Restaurant-Tech Startup Presto Going Public Through $1 Billion SPAC Merger
Presto is known for its pay-at-table kiosks, tablets and artificial-intelligence tools
By Amrith Ramkumar Wall Street Journal Updated Nov. 10, 2021 10:02 am ET
Restaurant-technology startup Presto is combining with a special-purpose acquisition company and going public with a valuation of about $1 billion, the companies said.
Founded in 2008 at the Massachusetts Institute of Technology, Presto offers several different technologies that it says automate restaurants and improve the dining experience. It is known for its kiosks and tablets that let guests order and pay directly at tables and uses speech recognition so customers can order by talking to a device at drive-throughs and other settings. It also uses computer vision and analytics to help eateries optimize operations.
Presto has branded itself as a practical solution for restaurants wanting to minimize human interactions during the coronavirus pandemic. It also says it can help address the human-labor shortage in the industry, with many workers electing not to return to service-sector jobs.
“We need to move fast because the brakes are on right now for the entire industry,” Presto Chief Executive Rajat Suri said in an interview. “We can grease the wheels with the right technology.”
Several restaurants use Presto, including McDonald’s Corp. , Applebee’s and Chili’s.
The Redwood City, Calif., firm is merging with the SPAC Ventoux CCM Acquisition Corp. , a blank-check company focused on the leisure and hospitality industries. The Wall Street Journal previously reported that the two sides were nearing an agreement.

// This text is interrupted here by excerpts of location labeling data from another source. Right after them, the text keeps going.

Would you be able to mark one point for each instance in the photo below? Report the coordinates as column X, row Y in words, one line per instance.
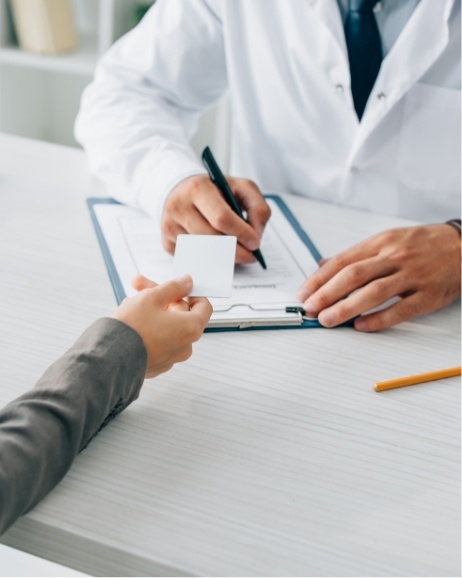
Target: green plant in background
column 139, row 10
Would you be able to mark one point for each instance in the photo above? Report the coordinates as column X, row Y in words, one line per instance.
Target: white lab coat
column 294, row 128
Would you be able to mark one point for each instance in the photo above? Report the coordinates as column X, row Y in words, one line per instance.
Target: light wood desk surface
column 267, row 453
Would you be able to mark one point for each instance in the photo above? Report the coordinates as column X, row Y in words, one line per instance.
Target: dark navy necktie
column 364, row 50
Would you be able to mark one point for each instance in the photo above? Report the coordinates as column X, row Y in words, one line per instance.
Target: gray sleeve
column 42, row 431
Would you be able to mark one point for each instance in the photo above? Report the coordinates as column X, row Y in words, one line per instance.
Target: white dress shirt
column 294, row 127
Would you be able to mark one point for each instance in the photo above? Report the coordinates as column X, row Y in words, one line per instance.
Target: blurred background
column 48, row 53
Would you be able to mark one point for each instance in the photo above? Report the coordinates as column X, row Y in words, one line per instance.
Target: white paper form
column 135, row 244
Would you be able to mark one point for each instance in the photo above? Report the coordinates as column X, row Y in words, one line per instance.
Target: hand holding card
column 209, row 259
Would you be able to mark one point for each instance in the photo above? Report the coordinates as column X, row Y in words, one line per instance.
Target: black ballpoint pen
column 218, row 179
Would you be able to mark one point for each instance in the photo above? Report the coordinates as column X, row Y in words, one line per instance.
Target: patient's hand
column 167, row 323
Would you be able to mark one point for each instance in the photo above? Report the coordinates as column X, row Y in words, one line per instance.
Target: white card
column 209, row 259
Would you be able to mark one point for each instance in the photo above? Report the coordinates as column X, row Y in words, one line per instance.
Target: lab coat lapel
column 412, row 55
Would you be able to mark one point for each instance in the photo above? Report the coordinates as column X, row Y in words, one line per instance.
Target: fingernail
column 310, row 311
column 326, row 318
column 185, row 280
column 303, row 294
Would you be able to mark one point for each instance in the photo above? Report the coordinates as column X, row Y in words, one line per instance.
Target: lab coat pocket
column 429, row 146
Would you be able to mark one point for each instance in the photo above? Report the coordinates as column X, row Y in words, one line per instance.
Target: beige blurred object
column 45, row 26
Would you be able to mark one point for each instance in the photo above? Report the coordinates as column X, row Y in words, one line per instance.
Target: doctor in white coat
column 289, row 67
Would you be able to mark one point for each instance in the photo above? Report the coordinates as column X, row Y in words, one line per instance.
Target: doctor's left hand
column 421, row 265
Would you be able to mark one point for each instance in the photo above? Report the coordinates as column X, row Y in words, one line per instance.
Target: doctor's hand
column 196, row 206
column 167, row 323
column 421, row 265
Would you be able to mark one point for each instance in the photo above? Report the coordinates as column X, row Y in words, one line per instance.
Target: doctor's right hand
column 167, row 322
column 197, row 207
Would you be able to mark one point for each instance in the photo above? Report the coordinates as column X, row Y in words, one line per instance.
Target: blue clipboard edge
column 111, row 269
column 117, row 285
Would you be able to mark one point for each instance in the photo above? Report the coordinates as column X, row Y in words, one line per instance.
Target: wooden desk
column 267, row 453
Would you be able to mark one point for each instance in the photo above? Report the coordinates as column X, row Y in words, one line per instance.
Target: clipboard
column 118, row 227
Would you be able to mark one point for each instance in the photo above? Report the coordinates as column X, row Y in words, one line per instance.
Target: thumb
column 174, row 290
column 140, row 283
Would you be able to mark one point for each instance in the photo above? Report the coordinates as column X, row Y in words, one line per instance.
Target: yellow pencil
column 419, row 378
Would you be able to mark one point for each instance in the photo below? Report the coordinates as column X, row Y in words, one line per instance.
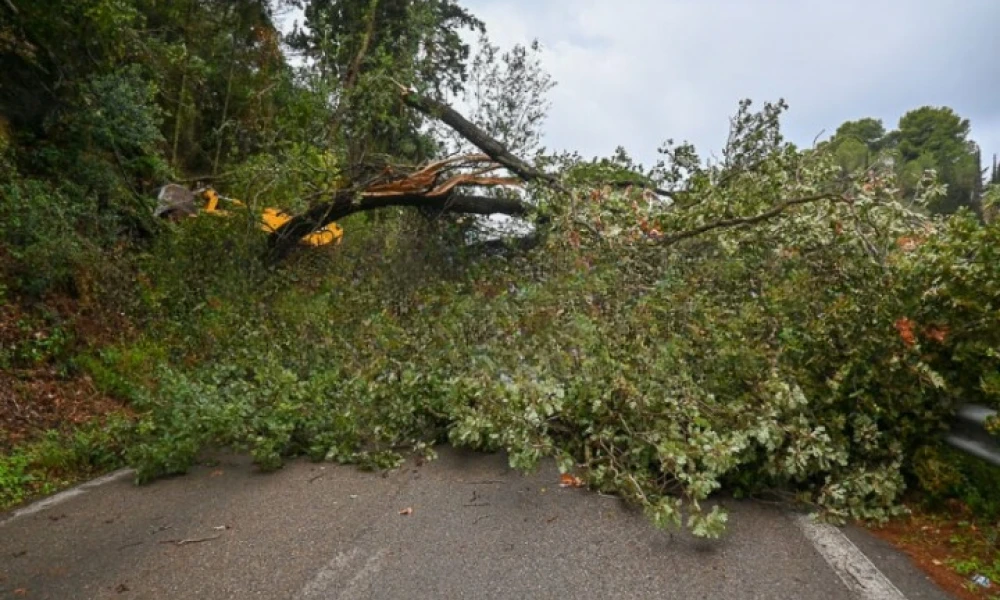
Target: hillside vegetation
column 793, row 322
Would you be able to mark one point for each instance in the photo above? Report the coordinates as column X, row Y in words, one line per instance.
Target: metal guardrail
column 968, row 433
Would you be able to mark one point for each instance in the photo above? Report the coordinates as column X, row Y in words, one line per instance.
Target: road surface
column 476, row 530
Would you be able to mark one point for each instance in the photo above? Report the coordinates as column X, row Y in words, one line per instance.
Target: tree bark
column 348, row 202
column 476, row 136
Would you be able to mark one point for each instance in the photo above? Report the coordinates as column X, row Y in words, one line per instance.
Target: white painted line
column 47, row 503
column 372, row 566
column 854, row 568
column 328, row 577
column 335, row 580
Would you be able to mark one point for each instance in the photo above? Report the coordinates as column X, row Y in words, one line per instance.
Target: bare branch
column 476, row 136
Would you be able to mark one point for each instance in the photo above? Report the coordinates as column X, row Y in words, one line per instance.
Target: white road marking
column 372, row 566
column 854, row 568
column 326, row 580
column 334, row 581
column 47, row 503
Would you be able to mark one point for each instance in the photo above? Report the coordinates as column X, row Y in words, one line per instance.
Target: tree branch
column 475, row 135
column 348, row 202
column 742, row 221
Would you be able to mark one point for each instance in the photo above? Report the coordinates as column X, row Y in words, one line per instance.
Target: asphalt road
column 477, row 530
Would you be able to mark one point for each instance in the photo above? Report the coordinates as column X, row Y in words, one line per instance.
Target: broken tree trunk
column 476, row 136
column 348, row 202
column 435, row 186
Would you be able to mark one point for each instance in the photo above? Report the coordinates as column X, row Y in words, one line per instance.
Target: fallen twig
column 192, row 540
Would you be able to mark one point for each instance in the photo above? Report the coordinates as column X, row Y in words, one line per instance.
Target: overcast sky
column 635, row 72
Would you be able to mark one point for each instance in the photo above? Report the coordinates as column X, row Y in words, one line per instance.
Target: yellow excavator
column 176, row 201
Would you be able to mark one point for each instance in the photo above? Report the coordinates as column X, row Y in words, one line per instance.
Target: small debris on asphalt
column 570, row 480
column 191, row 540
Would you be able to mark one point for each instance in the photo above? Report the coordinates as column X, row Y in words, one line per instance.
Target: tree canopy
column 792, row 321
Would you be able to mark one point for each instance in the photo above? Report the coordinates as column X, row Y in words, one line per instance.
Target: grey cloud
column 634, row 72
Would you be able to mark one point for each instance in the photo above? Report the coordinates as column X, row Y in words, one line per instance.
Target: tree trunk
column 348, row 202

Customers can place orders on Presto’s tablets, and restaurant staffers can use the devices to do their jobs more efficiently, the company says. PHOTO: PRESTO ------------------------------------
Presto would join several other technology startups that are working to disrupt industries from manufacturing to advertising in going public by combining with a SPAC. Such mergers have become popular alternatives to traditional initial public offerings, in part because they let the company going public make business projections while raising a large sum of cash.

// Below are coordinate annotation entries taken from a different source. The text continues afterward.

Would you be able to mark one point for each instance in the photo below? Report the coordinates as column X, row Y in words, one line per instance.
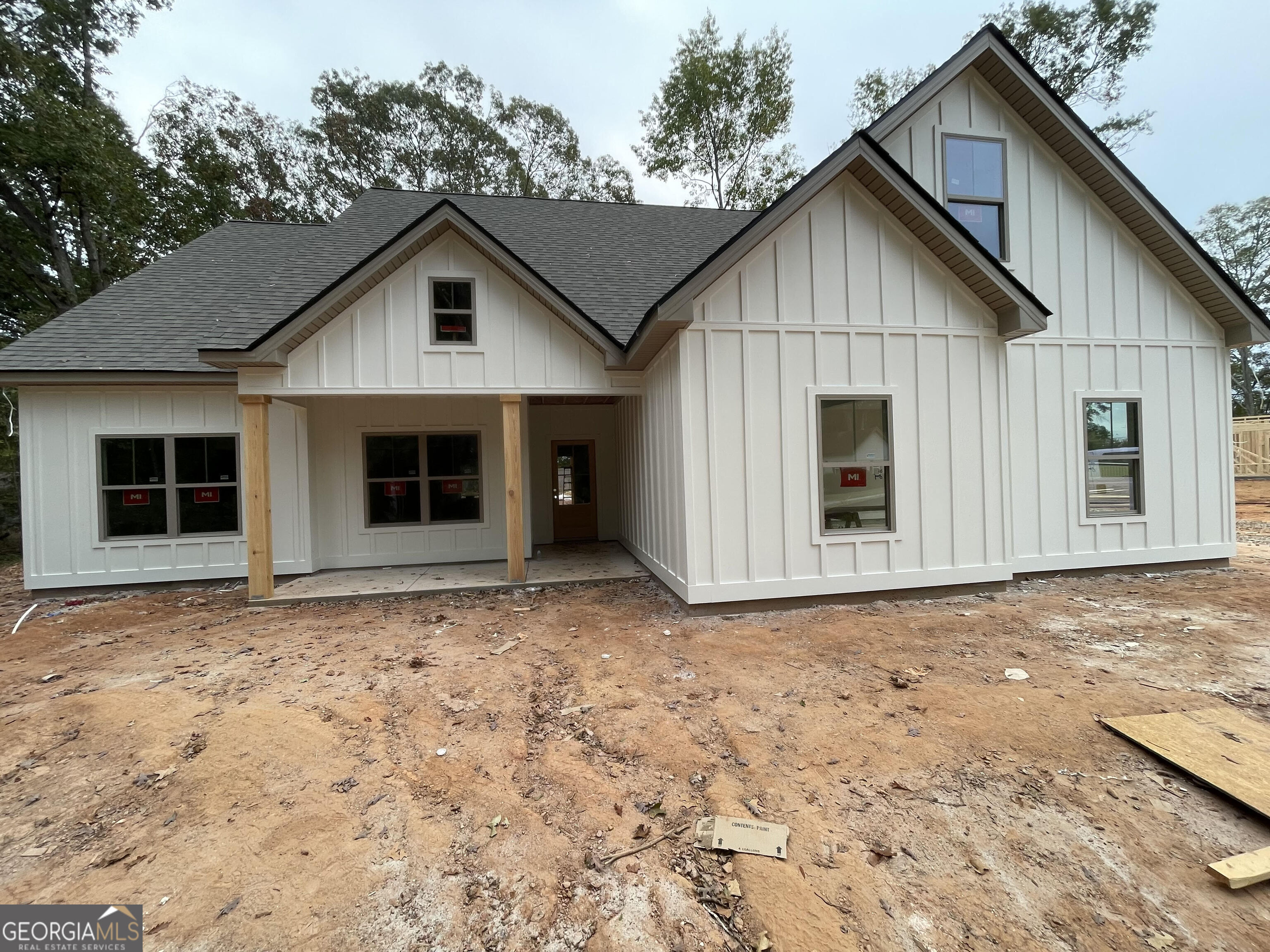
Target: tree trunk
column 94, row 261
column 1250, row 408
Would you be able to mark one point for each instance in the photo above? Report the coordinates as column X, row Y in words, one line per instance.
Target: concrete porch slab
column 562, row 564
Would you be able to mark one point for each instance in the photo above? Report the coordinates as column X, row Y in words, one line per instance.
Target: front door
column 573, row 490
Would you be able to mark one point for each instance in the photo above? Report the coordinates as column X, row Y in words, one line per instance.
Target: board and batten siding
column 651, row 452
column 1122, row 325
column 382, row 343
column 61, row 499
column 342, row 540
column 840, row 301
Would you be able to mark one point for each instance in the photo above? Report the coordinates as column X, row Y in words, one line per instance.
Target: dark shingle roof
column 235, row 283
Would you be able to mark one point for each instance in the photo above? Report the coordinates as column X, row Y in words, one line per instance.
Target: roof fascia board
column 991, row 40
column 445, row 212
column 124, row 378
column 1027, row 313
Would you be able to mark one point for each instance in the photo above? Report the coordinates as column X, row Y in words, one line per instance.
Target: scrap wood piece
column 1221, row 748
column 1242, row 870
column 645, row 846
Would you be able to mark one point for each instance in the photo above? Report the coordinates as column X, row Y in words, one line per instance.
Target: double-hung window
column 451, row 307
column 857, row 487
column 974, row 186
column 413, row 479
column 169, row 486
column 1113, row 457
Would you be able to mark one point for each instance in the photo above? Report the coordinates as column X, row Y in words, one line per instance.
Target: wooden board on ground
column 1218, row 747
column 1242, row 870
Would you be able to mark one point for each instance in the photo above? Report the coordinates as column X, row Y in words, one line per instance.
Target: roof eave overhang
column 1019, row 312
column 125, row 377
column 272, row 348
column 1005, row 69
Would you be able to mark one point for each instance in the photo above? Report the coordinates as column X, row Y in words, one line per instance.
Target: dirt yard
column 328, row 776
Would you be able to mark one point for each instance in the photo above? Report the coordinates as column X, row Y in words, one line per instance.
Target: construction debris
column 741, row 835
column 1242, row 870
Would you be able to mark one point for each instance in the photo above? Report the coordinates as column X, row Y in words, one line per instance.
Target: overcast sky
column 1207, row 76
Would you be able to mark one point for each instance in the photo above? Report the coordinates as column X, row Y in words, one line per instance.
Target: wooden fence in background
column 1251, row 446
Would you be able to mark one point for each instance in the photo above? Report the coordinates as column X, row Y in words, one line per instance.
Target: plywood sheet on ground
column 1220, row 747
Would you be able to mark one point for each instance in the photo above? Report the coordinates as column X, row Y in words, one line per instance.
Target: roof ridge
column 549, row 198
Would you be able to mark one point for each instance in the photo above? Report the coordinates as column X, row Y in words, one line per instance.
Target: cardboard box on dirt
column 742, row 835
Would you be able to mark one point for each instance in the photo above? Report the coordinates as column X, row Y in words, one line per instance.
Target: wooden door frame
column 556, row 488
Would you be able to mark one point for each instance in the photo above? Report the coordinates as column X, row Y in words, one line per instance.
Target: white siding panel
column 60, row 493
column 881, row 304
column 651, row 468
column 383, row 342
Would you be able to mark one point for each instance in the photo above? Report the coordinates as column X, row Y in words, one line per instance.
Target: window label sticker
column 852, row 476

As part of the deal, Presto is expected to raise a roughly $70 million private investment in public equity, or PIPE. PIPE investors are expected to include some of the restaurant franchises that use Presto.
The Ventoux CCM SPAC has about $170 million and is led by several former hospitality executives. It also is backed by investment bank Chardan Capital Markets LLC.
Also called a blank-check company, a SPAC is a shell company that raises money, then trades on a stock exchange with the sole intent of merging with a private company to take it public. After a deal is announced, the company going public releases detailed financial information that is reviewed by regulators. Once the deal is approved and closes, the private firm replaces the SPAC in the stock market.
Before deals go through, SPAC investors have the right to withdraw their money. Low share prices often motivate them to do so. High withdrawals can dramatically reduce the amount of cash the company going public generates and have made it harder to complete deals lately.